The company was founded in 1946 as the "Bayerischer Landwirtschaftsverlag" by the Bavarian Farmers' Association. The Bavarian Farmers Association has been the main shareholder of the publisher since then. Beginning with the US military government allowing them "to publish books and periodicals", since the association wanted to support its farmers and rural women with technical literature during the reconstruction time after the war. Therefore, different agricultural pages and textbooks appeared in rapid succession. The BLV developed from agricultural publisher to trade publisher in the 1950s: in 1955, with the first published cookbook "Ich helfe Dir kochen" from Hedwig Maria Stuber which sold 100,000 copies in the first year and has now sold about 3.5 million times, followed by books for hunting and the first mountain tour books by Walter Pause or the South Tyrol-illustrated books by Sepp Schnürer.

== Publisher program ==
Given the growing importance of the publishing outside Bavaria and the ever expanding publishing program, the company was renamed to the "BLV Verlagsgesellschaft mbH, Munich" in 1969. In the 1970s, the publisher made contact with Reinhold Messner and published many of his books since then. At the same time, an extensive sports book program was created, which was gradually expanded with fitness and wellness titles.

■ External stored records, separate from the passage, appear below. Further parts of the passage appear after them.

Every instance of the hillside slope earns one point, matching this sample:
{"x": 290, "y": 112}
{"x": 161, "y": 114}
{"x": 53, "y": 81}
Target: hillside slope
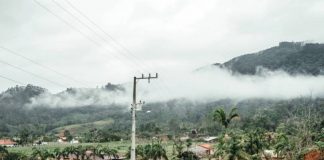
{"x": 292, "y": 57}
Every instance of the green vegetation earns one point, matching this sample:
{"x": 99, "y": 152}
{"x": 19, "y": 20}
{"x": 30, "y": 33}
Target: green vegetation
{"x": 251, "y": 130}
{"x": 292, "y": 57}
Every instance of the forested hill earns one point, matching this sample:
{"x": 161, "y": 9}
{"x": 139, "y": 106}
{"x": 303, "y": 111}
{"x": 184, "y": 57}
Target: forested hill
{"x": 292, "y": 57}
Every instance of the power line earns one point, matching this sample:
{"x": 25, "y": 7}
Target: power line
{"x": 91, "y": 29}
{"x": 41, "y": 65}
{"x": 12, "y": 80}
{"x": 102, "y": 30}
{"x": 76, "y": 29}
{"x": 105, "y": 33}
{"x": 31, "y": 73}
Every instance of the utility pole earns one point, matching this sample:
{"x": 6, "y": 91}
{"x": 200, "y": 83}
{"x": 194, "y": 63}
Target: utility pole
{"x": 133, "y": 108}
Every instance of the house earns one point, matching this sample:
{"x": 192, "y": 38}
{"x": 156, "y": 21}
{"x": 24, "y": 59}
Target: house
{"x": 269, "y": 154}
{"x": 202, "y": 150}
{"x": 74, "y": 141}
{"x": 7, "y": 143}
{"x": 210, "y": 139}
{"x": 184, "y": 138}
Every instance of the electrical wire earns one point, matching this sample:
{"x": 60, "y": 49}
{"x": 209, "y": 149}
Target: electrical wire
{"x": 33, "y": 74}
{"x": 41, "y": 65}
{"x": 12, "y": 80}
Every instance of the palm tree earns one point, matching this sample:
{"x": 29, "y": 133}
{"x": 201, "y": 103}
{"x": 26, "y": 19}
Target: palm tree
{"x": 235, "y": 151}
{"x": 283, "y": 146}
{"x": 42, "y": 154}
{"x": 158, "y": 152}
{"x": 57, "y": 153}
{"x": 111, "y": 153}
{"x": 220, "y": 116}
{"x": 3, "y": 152}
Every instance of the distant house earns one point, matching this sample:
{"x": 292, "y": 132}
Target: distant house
{"x": 202, "y": 150}
{"x": 7, "y": 143}
{"x": 62, "y": 139}
{"x": 74, "y": 141}
{"x": 210, "y": 139}
{"x": 184, "y": 138}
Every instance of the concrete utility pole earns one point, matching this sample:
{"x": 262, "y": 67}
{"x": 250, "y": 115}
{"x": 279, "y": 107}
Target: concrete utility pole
{"x": 133, "y": 108}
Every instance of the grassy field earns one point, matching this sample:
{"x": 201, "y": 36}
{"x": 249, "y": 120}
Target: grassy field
{"x": 121, "y": 146}
{"x": 84, "y": 127}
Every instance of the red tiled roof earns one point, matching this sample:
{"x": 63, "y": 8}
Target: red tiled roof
{"x": 207, "y": 146}
{"x": 7, "y": 142}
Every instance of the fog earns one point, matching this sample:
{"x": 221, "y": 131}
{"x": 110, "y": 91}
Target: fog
{"x": 207, "y": 84}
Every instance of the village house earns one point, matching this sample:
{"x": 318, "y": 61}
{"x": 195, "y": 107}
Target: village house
{"x": 7, "y": 143}
{"x": 202, "y": 150}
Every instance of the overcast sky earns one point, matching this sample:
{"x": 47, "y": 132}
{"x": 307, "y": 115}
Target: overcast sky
{"x": 165, "y": 36}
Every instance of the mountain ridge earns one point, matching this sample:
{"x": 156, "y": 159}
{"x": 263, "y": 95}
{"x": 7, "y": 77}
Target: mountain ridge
{"x": 291, "y": 57}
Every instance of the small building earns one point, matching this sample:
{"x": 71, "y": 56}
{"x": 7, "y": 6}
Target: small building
{"x": 74, "y": 141}
{"x": 7, "y": 143}
{"x": 210, "y": 139}
{"x": 202, "y": 150}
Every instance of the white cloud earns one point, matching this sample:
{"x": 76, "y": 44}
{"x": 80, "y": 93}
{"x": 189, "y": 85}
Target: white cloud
{"x": 169, "y": 36}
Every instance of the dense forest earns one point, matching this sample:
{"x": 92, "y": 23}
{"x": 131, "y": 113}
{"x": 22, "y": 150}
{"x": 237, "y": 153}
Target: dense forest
{"x": 300, "y": 119}
{"x": 291, "y": 57}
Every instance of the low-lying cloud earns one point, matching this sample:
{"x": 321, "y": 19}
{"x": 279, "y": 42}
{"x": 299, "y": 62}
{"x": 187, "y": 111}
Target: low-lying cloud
{"x": 208, "y": 84}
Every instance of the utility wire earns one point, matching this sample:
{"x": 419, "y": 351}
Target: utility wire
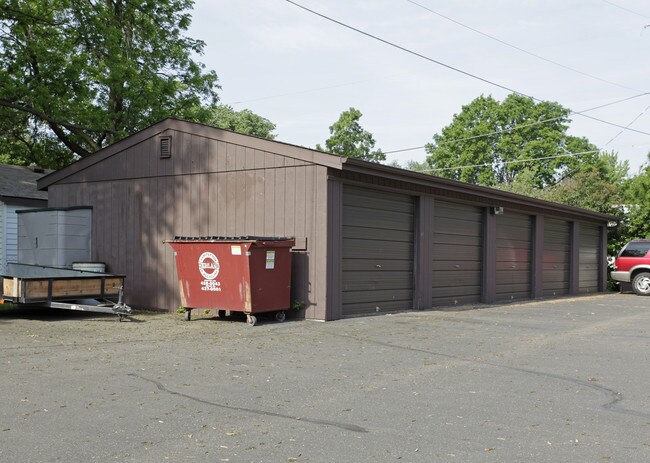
{"x": 521, "y": 49}
{"x": 633, "y": 121}
{"x": 440, "y": 63}
{"x": 529, "y": 124}
{"x": 626, "y": 9}
{"x": 516, "y": 161}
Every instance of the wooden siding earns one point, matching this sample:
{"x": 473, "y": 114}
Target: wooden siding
{"x": 513, "y": 256}
{"x": 378, "y": 250}
{"x": 589, "y": 257}
{"x": 206, "y": 188}
{"x": 457, "y": 253}
{"x": 556, "y": 257}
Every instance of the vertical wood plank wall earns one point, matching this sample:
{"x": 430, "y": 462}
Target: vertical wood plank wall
{"x": 211, "y": 187}
{"x": 206, "y": 188}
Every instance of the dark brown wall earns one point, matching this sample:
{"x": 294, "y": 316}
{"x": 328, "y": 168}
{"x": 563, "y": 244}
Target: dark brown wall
{"x": 522, "y": 254}
{"x": 208, "y": 187}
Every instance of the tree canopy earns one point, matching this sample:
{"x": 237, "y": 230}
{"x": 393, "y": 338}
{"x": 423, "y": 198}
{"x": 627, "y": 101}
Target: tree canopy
{"x": 638, "y": 203}
{"x": 349, "y": 139}
{"x": 86, "y": 74}
{"x": 491, "y": 143}
{"x": 244, "y": 121}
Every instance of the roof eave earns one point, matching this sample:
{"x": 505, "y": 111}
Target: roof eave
{"x": 396, "y": 173}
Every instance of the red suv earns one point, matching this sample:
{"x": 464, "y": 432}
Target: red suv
{"x": 633, "y": 265}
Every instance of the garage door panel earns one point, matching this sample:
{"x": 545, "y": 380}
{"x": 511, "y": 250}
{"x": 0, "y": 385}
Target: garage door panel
{"x": 456, "y": 240}
{"x": 355, "y": 265}
{"x": 518, "y": 276}
{"x": 374, "y": 199}
{"x": 458, "y": 265}
{"x": 378, "y": 251}
{"x": 458, "y": 253}
{"x": 559, "y": 257}
{"x": 375, "y": 249}
{"x": 366, "y": 233}
{"x": 393, "y": 298}
{"x": 456, "y": 279}
{"x": 357, "y": 217}
{"x": 366, "y": 281}
{"x": 589, "y": 257}
{"x": 513, "y": 256}
{"x": 461, "y": 253}
{"x": 455, "y": 226}
{"x": 556, "y": 255}
{"x": 514, "y": 266}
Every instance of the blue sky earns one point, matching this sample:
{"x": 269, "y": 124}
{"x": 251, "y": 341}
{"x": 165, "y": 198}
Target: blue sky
{"x": 301, "y": 71}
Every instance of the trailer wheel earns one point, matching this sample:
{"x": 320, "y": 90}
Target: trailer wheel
{"x": 641, "y": 284}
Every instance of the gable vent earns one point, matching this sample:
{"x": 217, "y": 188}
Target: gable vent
{"x": 165, "y": 147}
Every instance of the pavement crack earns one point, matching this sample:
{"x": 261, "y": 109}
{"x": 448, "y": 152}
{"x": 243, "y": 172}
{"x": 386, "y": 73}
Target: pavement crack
{"x": 614, "y": 397}
{"x": 162, "y": 388}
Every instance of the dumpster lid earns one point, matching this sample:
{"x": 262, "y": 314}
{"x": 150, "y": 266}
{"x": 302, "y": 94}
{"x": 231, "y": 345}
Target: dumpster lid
{"x": 180, "y": 239}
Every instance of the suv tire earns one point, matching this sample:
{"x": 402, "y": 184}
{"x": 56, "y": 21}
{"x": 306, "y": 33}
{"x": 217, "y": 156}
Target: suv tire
{"x": 641, "y": 284}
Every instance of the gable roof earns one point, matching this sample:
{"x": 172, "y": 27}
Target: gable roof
{"x": 19, "y": 182}
{"x": 491, "y": 195}
{"x": 262, "y": 144}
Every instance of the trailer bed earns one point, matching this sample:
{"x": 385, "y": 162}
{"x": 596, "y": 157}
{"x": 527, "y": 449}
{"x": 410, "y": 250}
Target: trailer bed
{"x": 61, "y": 288}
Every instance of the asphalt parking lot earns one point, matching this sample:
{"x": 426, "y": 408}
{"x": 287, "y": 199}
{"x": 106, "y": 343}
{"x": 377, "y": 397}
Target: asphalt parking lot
{"x": 553, "y": 381}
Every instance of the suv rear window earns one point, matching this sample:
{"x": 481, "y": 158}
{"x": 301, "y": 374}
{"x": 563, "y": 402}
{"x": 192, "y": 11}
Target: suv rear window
{"x": 636, "y": 249}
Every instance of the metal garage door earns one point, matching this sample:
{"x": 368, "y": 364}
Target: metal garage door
{"x": 377, "y": 251}
{"x": 458, "y": 253}
{"x": 556, "y": 257}
{"x": 513, "y": 266}
{"x": 590, "y": 259}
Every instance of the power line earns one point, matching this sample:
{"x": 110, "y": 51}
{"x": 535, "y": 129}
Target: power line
{"x": 529, "y": 124}
{"x": 440, "y": 63}
{"x": 633, "y": 121}
{"x": 496, "y": 39}
{"x": 626, "y": 9}
{"x": 516, "y": 161}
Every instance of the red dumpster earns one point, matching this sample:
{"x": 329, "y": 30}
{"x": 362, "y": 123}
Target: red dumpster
{"x": 241, "y": 274}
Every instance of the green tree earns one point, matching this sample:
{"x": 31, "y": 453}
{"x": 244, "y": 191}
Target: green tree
{"x": 349, "y": 139}
{"x": 638, "y": 203}
{"x": 492, "y": 143}
{"x": 244, "y": 121}
{"x": 88, "y": 73}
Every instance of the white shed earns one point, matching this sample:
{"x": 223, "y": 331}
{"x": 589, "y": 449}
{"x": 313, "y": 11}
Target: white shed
{"x": 17, "y": 192}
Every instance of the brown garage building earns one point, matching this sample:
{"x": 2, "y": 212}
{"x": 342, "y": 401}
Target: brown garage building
{"x": 370, "y": 238}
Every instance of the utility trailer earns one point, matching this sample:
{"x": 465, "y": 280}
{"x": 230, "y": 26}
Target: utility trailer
{"x": 63, "y": 288}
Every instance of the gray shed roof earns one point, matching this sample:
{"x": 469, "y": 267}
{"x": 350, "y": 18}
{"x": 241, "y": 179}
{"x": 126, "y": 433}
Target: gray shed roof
{"x": 19, "y": 182}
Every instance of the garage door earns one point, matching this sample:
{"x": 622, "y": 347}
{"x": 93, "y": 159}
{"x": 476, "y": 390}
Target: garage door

As of the 1970s, the gardening became a main focus. The range of how to book grew to be based on all aspects of ornamental and vegetable garden.

Nature is another topic of the publisher: Since 1988, the Nature book program "Der BLV Tier- und Pflanzenführer" from Wilhelm Eisenreich, Alfred Handel and Ute E. Zimmer appeared. The book has now sold more than three million copies.

In 2001, the BLV business divisions were divided into two companies: All magazines are published by the Deutscher Landwirtschaftsverlag (dlv) and BLV Buchverlag publishes exclusively books.